I am not that experienced at fixing blowers but figured I would add my 2 cents.

Looks in great shape for it's age.

I was going to say couldn't you buy some gasket material and make some up?
I don't know? Do they still sell different gasket material or do you have to actually by the right gaskets now. Many moons ago I used to make up my own gaskets. But you found them anyway, the internet.....has EVERYthing. 

How about making up a carb box out of some sheet metal?


----------



## Geno (Nov 29, 2011)

just saw the post- Welcome aboard! always nice to have a new face to share info-insight-and just good ope talk. a passion we all enjoy, and always seem to learn more from others here.
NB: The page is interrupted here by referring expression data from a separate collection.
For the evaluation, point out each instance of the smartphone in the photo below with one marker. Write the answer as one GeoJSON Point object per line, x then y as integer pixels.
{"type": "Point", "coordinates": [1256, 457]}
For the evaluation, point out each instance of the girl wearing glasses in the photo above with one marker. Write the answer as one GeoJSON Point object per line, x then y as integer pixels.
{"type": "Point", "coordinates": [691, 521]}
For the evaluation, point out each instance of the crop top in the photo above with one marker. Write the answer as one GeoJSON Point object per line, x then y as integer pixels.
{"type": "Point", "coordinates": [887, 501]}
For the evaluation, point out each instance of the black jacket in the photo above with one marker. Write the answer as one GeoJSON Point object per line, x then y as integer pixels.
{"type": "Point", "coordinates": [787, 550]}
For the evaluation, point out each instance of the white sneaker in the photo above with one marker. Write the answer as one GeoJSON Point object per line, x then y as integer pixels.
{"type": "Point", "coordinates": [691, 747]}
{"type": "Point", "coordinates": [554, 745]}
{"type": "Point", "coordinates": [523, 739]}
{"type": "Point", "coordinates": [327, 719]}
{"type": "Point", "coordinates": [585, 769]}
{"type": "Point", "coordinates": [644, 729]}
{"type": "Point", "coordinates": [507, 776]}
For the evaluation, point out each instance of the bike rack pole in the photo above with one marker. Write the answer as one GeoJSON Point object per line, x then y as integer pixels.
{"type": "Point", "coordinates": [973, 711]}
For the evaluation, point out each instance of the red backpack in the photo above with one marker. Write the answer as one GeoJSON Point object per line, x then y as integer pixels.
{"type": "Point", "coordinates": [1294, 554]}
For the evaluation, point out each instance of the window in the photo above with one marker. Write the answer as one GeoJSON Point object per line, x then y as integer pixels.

Come fall/winter chat really gets busy here.


----------



## bbaugh66 (Jul 28, 2014)

Geno said:


> just saw the post- Welcome aboard! always nice to have a new face to share info-insight-and just good ope talk. a passion we all enjoy, and always seem to learn more from others here. Come fall/winter chat really gets busy here.


Hey Geno and Big Ed,

Yeah I just chalked it up to even you die hards not much into talkin snow blowers while sweatin balls in august. So I figured come fall it would get busy here.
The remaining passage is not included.